Li and his bosses are confident that this youth brigade can piece together and verify sequences. "It is a new field," says Wang. "There is not much experience anyway." But interpreting data and designing experiments are two different things, and BGI staff admit a dearth of knowledge in the latter. "We don't know much about biology," Li says. Liu says the BGI needs to overcome its biological blindspot, but he is supportive of its mission. "They are primarily sequencers, but smart ones with big guns," he says.

... Research alone is not going to pay back the 10-billion renminbi bank loan. The BGI makes some income from collaborations, which account for 40% of the sequencing workload. Outsourced sequencing services for universities, breeding companies or pharmaceutical companies bring in higher margins and account for another 55% of the workload (the final 5% is the BGI's own projects). In 2009, the BGI pulled in 300 million renminbi in revenue. That is not enough, says BGI marketing director Hongsheng Liang. In 2010, Liang hopes to pull in 1.2 billion renminbi.

New income could come from proprietary rights to agricultural applications. The BGI, which owns more than 200 patents, has been attempting to do genomics-based breeding with foxtail millet in Hebei and has other agricultural projects in Laos. More cash could come from expansion of services overseas. Within three years, the institute plans to open offices in Copenhagen and San Francisco. The BGI may also charge for access to its Yanhuang database, a project launched in 2008 to sequence the genomes of 100 Chinese; BGI scientists say they would like to expand this number into the thousands. Although according to Yang, it would be charging "at cost" — to cover computational expenses and maintenance, not for the data. ...
 
Citations mean the same thing over all research fields. That means your work is commendable that fellow peers find it important enough to reference it in their work. If your paper is NOT cited, that really means its worth less.

As for biology/medicine, the field is really vast as compared to materials science. So many papers are cited or referred to in this field, than maybe in other fields. There are many highly specialized areas in medicine where very few people work in. So their papers are less cited than others' working on something else. Does that mean their work is worthless? Similarly less number of citations doesnt mean that other fields are worthless. It just means that there are fewer people working in that area of research. But NOT being cited does mean that the work is crappy or worthless.

I'm not here to argue about the value of biology vs. materials science. I'm here to say that the cost of doing biology, the dependence of biology research on previous biology research (as opposed to first principles calculations or simple physical concepts) and the average number of citations in the west due to the previous 2 factors are all higher than in materials science.
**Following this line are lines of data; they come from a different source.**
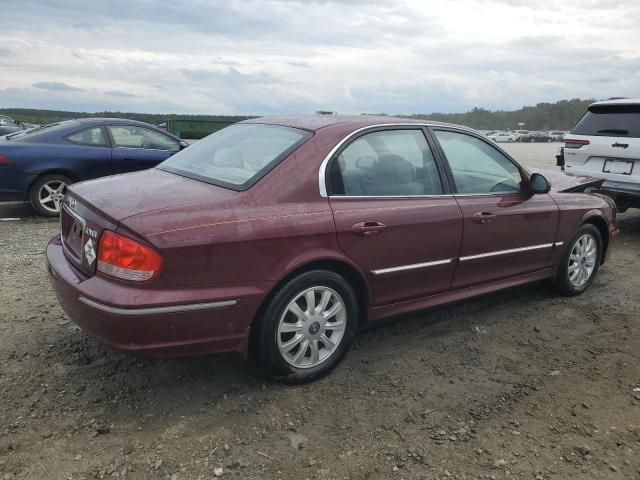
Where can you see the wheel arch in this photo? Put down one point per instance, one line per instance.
(53, 171)
(350, 272)
(603, 227)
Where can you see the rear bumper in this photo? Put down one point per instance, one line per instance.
(218, 320)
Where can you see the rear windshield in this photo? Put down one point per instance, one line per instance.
(610, 121)
(238, 156)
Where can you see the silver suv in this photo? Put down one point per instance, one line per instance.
(605, 144)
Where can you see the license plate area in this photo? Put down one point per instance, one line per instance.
(73, 227)
(620, 167)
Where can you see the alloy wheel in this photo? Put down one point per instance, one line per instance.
(311, 327)
(51, 194)
(582, 260)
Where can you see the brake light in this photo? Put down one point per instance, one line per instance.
(127, 259)
(575, 143)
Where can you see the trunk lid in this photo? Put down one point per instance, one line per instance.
(97, 205)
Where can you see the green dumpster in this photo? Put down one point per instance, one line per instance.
(195, 129)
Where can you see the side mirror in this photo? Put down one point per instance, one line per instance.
(538, 183)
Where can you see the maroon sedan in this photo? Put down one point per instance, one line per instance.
(281, 237)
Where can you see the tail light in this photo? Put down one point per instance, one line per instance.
(575, 143)
(127, 259)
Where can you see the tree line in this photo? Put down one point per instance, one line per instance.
(561, 115)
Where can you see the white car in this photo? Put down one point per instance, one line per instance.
(503, 137)
(605, 144)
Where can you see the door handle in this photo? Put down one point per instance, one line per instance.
(367, 229)
(483, 217)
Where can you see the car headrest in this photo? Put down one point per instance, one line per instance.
(395, 169)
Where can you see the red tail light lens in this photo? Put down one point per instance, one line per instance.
(575, 143)
(127, 259)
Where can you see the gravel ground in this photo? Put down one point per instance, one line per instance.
(518, 384)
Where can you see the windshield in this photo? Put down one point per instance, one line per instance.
(238, 156)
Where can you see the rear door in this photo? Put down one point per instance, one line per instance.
(394, 215)
(139, 148)
(508, 231)
(606, 145)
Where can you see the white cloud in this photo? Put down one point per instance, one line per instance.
(293, 56)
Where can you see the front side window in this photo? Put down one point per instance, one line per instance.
(89, 136)
(237, 156)
(133, 136)
(387, 163)
(477, 167)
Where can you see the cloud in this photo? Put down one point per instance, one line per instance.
(56, 86)
(297, 56)
(116, 93)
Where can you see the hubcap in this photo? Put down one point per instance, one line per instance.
(51, 194)
(311, 327)
(582, 260)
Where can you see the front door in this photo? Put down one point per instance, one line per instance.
(393, 214)
(508, 231)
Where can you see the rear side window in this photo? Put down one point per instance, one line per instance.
(388, 163)
(610, 121)
(133, 136)
(477, 167)
(89, 136)
(237, 156)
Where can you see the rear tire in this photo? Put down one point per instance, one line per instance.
(580, 262)
(307, 327)
(47, 192)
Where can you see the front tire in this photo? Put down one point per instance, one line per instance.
(47, 192)
(307, 327)
(580, 262)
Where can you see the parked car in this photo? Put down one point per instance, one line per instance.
(605, 144)
(37, 165)
(535, 137)
(9, 125)
(280, 238)
(503, 137)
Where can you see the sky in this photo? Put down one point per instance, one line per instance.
(272, 57)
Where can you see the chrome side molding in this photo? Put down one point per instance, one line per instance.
(156, 310)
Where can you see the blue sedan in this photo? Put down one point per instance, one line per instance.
(37, 165)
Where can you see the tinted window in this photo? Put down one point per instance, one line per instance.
(89, 136)
(610, 121)
(389, 163)
(132, 136)
(236, 156)
(478, 167)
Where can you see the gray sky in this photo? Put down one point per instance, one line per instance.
(298, 56)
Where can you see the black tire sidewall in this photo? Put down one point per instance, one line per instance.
(271, 360)
(562, 279)
(35, 188)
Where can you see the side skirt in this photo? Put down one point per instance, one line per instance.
(378, 313)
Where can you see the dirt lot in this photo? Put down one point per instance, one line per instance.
(519, 384)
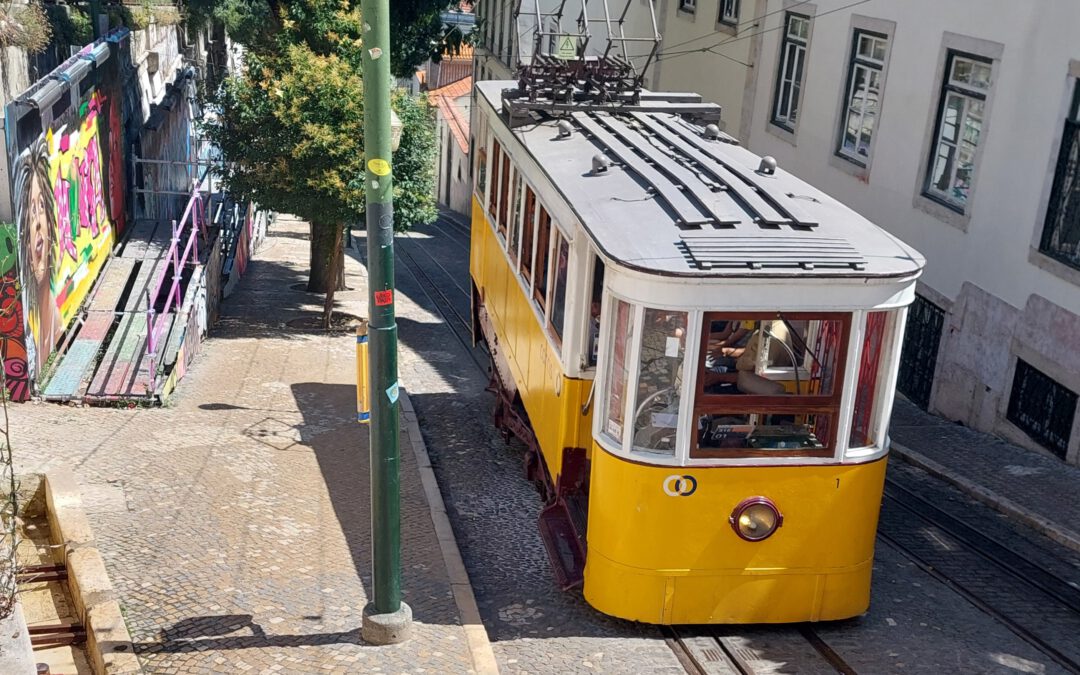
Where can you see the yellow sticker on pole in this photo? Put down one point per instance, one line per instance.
(379, 167)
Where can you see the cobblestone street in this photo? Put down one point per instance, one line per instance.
(234, 522)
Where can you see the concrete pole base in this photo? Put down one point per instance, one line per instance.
(388, 629)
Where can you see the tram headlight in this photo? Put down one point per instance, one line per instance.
(756, 518)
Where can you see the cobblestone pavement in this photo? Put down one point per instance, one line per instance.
(233, 523)
(1036, 482)
(534, 626)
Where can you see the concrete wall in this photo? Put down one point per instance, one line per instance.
(720, 75)
(1003, 298)
(453, 181)
(68, 139)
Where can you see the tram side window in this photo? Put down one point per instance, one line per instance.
(540, 285)
(873, 368)
(493, 198)
(503, 194)
(619, 373)
(769, 383)
(515, 220)
(561, 268)
(660, 380)
(592, 345)
(528, 225)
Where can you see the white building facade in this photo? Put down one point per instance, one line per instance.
(955, 125)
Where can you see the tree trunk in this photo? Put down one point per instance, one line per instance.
(323, 239)
(327, 265)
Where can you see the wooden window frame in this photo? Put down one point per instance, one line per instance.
(968, 93)
(730, 17)
(493, 199)
(552, 281)
(543, 254)
(528, 234)
(784, 121)
(751, 404)
(504, 189)
(871, 65)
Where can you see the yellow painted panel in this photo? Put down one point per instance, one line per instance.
(829, 513)
(552, 401)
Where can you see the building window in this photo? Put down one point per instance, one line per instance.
(1042, 408)
(793, 56)
(918, 359)
(1061, 233)
(863, 98)
(729, 12)
(958, 129)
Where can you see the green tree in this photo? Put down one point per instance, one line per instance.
(416, 26)
(291, 127)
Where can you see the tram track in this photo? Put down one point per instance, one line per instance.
(458, 323)
(723, 650)
(714, 653)
(1016, 593)
(717, 650)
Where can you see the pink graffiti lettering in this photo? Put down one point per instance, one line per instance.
(61, 191)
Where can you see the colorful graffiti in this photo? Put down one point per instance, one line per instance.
(12, 342)
(64, 226)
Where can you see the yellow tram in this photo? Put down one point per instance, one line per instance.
(700, 351)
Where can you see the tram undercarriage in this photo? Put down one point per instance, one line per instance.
(564, 518)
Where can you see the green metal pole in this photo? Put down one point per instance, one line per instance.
(387, 619)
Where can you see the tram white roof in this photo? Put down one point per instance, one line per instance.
(675, 202)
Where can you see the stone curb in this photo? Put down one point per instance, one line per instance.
(108, 643)
(1041, 524)
(480, 646)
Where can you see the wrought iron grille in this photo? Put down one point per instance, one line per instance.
(1041, 407)
(919, 355)
(1061, 233)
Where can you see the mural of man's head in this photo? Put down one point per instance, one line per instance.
(36, 216)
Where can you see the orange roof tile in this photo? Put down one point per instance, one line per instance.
(458, 121)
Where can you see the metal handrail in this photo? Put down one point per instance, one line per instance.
(192, 223)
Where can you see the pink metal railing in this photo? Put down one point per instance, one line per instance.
(192, 224)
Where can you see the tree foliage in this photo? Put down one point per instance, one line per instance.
(416, 26)
(415, 162)
(291, 126)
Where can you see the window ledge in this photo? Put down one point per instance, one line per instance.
(947, 215)
(850, 166)
(781, 132)
(1053, 266)
(731, 29)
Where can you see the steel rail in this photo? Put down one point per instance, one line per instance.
(958, 588)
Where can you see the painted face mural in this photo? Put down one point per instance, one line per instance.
(65, 233)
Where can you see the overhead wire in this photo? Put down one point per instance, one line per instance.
(669, 55)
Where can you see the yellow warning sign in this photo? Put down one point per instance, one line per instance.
(567, 48)
(379, 167)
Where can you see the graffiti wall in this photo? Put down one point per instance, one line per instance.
(65, 146)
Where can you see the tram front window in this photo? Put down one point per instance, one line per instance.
(660, 381)
(769, 383)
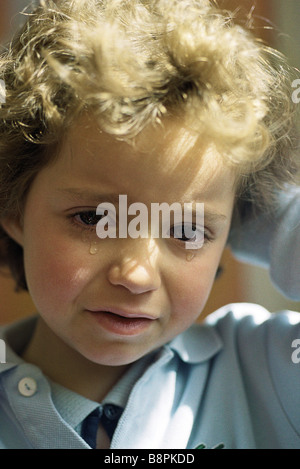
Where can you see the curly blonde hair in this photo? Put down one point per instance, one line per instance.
(131, 63)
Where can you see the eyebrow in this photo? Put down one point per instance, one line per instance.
(88, 194)
(97, 198)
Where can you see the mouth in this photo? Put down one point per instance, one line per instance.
(122, 322)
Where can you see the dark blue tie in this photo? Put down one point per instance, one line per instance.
(108, 415)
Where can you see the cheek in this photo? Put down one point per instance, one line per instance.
(192, 286)
(56, 273)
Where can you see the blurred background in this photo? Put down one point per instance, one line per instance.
(278, 24)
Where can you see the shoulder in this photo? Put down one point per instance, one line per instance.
(248, 324)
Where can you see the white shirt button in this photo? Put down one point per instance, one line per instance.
(27, 387)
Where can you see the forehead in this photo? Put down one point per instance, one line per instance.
(170, 153)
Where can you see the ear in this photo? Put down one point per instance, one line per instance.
(13, 227)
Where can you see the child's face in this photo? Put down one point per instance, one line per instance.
(151, 283)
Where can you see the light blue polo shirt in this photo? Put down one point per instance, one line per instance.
(231, 380)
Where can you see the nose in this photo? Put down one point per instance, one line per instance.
(136, 269)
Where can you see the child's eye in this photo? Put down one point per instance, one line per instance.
(89, 218)
(190, 236)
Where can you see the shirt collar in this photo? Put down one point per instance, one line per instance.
(197, 344)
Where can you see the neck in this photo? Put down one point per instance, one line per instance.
(64, 365)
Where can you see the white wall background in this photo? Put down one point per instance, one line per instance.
(286, 16)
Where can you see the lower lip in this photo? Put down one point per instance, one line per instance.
(120, 325)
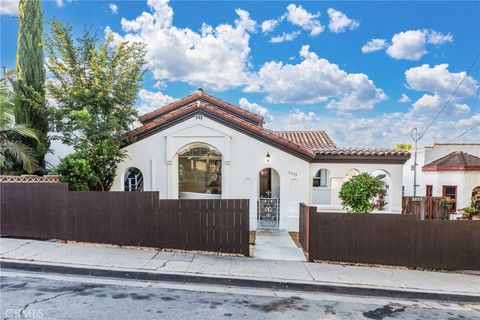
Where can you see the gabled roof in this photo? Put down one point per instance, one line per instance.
(313, 140)
(309, 145)
(163, 121)
(199, 95)
(455, 161)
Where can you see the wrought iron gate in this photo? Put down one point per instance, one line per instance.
(268, 213)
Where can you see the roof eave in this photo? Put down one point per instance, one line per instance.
(451, 168)
(377, 159)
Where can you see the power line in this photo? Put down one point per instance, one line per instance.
(465, 132)
(450, 97)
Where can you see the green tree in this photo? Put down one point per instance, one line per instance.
(76, 171)
(94, 86)
(358, 192)
(29, 86)
(13, 152)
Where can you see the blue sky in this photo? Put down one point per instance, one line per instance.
(366, 72)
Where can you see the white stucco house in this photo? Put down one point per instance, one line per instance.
(446, 169)
(203, 147)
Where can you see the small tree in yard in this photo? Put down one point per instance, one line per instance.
(94, 86)
(358, 192)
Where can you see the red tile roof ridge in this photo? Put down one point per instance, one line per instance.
(196, 96)
(223, 114)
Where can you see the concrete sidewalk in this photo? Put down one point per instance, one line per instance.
(174, 264)
(276, 245)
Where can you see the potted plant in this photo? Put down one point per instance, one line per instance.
(448, 202)
(468, 212)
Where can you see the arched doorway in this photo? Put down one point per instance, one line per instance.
(133, 180)
(476, 197)
(268, 208)
(321, 189)
(199, 172)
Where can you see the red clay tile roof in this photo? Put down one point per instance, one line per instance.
(312, 140)
(455, 161)
(309, 144)
(235, 120)
(363, 152)
(200, 96)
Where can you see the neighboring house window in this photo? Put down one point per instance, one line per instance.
(321, 178)
(133, 180)
(450, 191)
(429, 190)
(321, 193)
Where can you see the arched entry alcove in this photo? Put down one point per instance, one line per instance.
(268, 209)
(476, 197)
(133, 180)
(199, 172)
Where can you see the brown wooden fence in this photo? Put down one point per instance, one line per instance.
(389, 239)
(50, 211)
(425, 208)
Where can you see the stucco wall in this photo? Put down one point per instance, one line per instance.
(242, 159)
(465, 181)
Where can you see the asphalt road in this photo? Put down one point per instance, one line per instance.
(35, 296)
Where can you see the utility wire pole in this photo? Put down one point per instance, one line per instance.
(416, 138)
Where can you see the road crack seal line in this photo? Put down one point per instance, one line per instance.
(50, 298)
(20, 246)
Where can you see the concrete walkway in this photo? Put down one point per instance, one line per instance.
(276, 245)
(78, 255)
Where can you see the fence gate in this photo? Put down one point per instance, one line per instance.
(268, 213)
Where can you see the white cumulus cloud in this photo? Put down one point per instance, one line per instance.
(269, 25)
(113, 8)
(215, 57)
(374, 45)
(438, 38)
(285, 37)
(438, 79)
(149, 101)
(300, 17)
(255, 108)
(408, 45)
(339, 22)
(404, 98)
(440, 83)
(316, 80)
(9, 7)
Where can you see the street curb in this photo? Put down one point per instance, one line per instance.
(235, 282)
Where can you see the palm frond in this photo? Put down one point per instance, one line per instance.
(19, 153)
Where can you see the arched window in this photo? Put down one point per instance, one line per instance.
(352, 173)
(199, 172)
(321, 179)
(133, 180)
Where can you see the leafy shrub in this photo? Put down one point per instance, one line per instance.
(76, 171)
(358, 192)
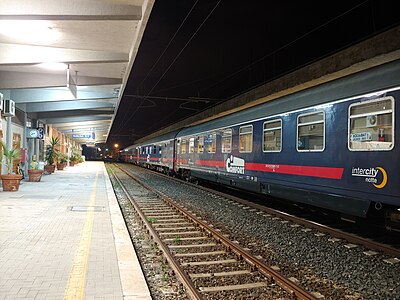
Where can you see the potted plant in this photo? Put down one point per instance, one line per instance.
(51, 155)
(10, 180)
(35, 174)
(72, 159)
(61, 161)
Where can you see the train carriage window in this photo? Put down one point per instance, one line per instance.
(191, 145)
(211, 142)
(226, 141)
(200, 144)
(183, 146)
(246, 139)
(272, 137)
(371, 125)
(311, 132)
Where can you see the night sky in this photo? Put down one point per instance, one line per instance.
(195, 54)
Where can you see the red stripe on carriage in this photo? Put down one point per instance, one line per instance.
(211, 163)
(322, 172)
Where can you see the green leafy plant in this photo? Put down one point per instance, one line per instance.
(62, 158)
(34, 165)
(52, 151)
(8, 156)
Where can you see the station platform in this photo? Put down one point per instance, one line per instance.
(65, 238)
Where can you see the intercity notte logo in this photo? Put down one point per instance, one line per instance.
(235, 165)
(371, 175)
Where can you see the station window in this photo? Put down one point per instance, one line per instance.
(200, 144)
(211, 143)
(246, 139)
(311, 132)
(371, 125)
(272, 137)
(183, 146)
(226, 141)
(191, 145)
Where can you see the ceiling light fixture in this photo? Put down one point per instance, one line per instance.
(34, 31)
(53, 66)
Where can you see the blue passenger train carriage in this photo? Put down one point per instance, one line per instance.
(334, 146)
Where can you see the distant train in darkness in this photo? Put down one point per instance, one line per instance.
(333, 146)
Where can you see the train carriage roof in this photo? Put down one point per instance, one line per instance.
(375, 79)
(164, 137)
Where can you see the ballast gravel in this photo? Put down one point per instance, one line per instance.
(323, 266)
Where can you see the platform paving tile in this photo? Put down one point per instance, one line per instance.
(46, 248)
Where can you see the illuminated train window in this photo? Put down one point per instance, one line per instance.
(226, 141)
(183, 146)
(371, 125)
(246, 139)
(211, 142)
(200, 144)
(311, 132)
(272, 137)
(191, 145)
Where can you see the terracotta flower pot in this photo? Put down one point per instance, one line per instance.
(11, 182)
(35, 175)
(49, 169)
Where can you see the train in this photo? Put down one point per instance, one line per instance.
(333, 146)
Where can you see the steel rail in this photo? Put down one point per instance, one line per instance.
(191, 290)
(301, 221)
(285, 283)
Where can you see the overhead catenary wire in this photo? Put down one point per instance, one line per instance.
(172, 63)
(155, 63)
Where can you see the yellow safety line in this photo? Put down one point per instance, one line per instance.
(75, 288)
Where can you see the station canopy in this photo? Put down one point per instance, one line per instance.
(66, 63)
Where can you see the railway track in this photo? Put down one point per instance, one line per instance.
(208, 264)
(335, 233)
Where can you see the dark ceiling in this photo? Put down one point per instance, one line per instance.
(195, 54)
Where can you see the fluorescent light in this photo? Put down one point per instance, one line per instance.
(53, 66)
(34, 31)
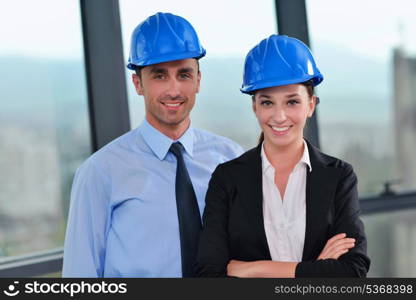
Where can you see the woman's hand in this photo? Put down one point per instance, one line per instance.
(261, 269)
(337, 246)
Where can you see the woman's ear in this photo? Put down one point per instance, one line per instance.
(253, 103)
(312, 105)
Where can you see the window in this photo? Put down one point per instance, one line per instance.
(367, 53)
(391, 243)
(44, 128)
(227, 30)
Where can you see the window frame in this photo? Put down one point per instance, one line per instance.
(109, 114)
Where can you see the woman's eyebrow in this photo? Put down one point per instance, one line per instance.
(264, 96)
(292, 95)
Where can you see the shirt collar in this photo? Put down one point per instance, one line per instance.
(160, 143)
(304, 159)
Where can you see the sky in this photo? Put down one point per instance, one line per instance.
(226, 27)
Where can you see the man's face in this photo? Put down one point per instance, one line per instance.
(169, 91)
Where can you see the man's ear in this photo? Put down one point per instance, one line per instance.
(137, 81)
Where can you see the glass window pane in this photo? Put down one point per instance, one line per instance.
(228, 30)
(367, 53)
(44, 130)
(391, 243)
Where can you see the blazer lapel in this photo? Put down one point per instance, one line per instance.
(320, 190)
(252, 197)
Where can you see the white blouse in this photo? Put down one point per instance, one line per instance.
(285, 221)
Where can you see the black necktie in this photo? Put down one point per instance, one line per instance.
(188, 213)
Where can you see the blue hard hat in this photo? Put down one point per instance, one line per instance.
(163, 37)
(279, 60)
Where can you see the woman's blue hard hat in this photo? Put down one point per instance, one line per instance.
(279, 60)
(163, 37)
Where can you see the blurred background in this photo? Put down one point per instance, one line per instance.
(65, 92)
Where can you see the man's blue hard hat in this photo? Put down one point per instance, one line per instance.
(163, 37)
(279, 60)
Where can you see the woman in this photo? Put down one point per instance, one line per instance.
(282, 209)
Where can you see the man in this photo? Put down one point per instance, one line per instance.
(136, 204)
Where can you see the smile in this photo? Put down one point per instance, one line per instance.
(171, 105)
(278, 130)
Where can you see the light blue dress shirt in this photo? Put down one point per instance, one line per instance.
(123, 220)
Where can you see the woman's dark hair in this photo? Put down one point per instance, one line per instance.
(309, 88)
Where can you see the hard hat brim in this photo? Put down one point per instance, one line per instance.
(251, 88)
(165, 58)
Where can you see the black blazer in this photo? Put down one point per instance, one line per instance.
(233, 225)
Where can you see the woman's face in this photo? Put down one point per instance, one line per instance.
(282, 112)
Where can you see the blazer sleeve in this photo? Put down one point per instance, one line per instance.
(355, 262)
(213, 252)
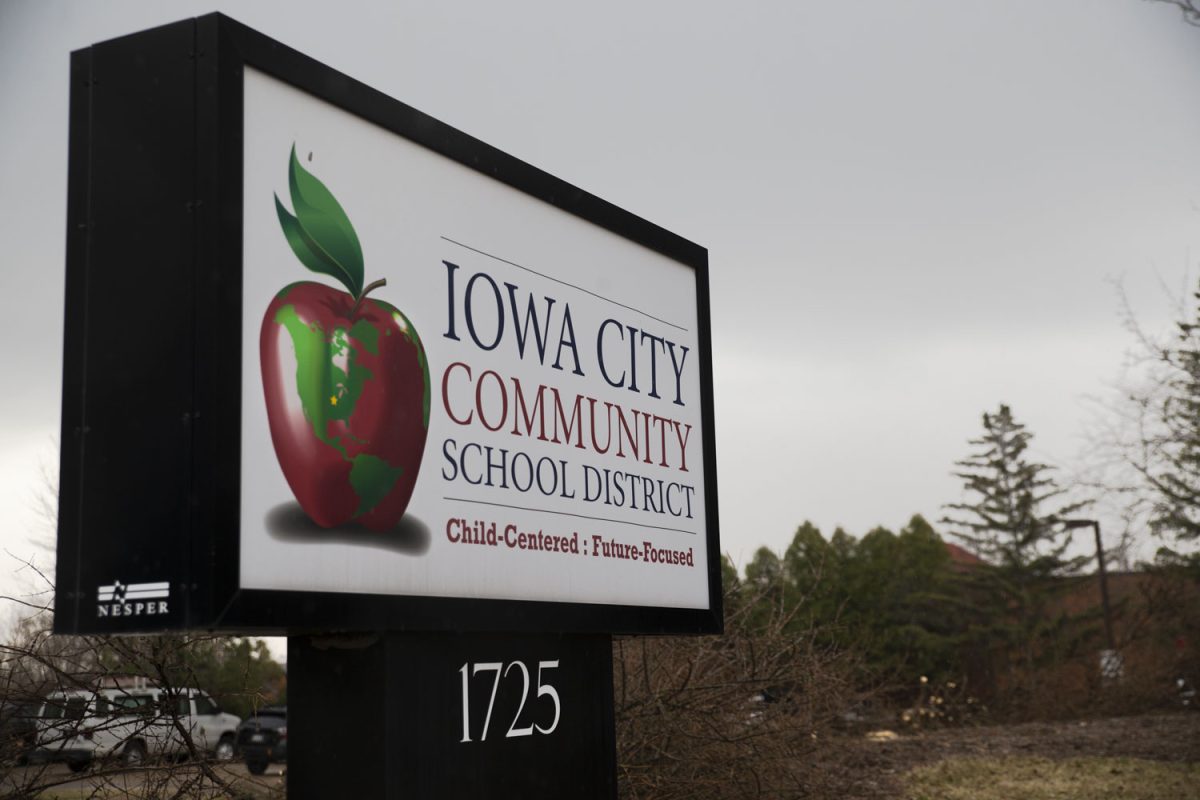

Here is an article on the new Chinese next generation genome sequence center in HK.

I think some fields, you can work in with only a BS. These are more applied. Highly theoretical fields and highly fundamental fields need a PhD. A BS in materials science can make realistic contributions to plastics processing or metallurgy. A BS in mechanical engineering can make realistic contributions to machine building. A BS in theoretical physics can be a stock market analyst at best, never a physicist.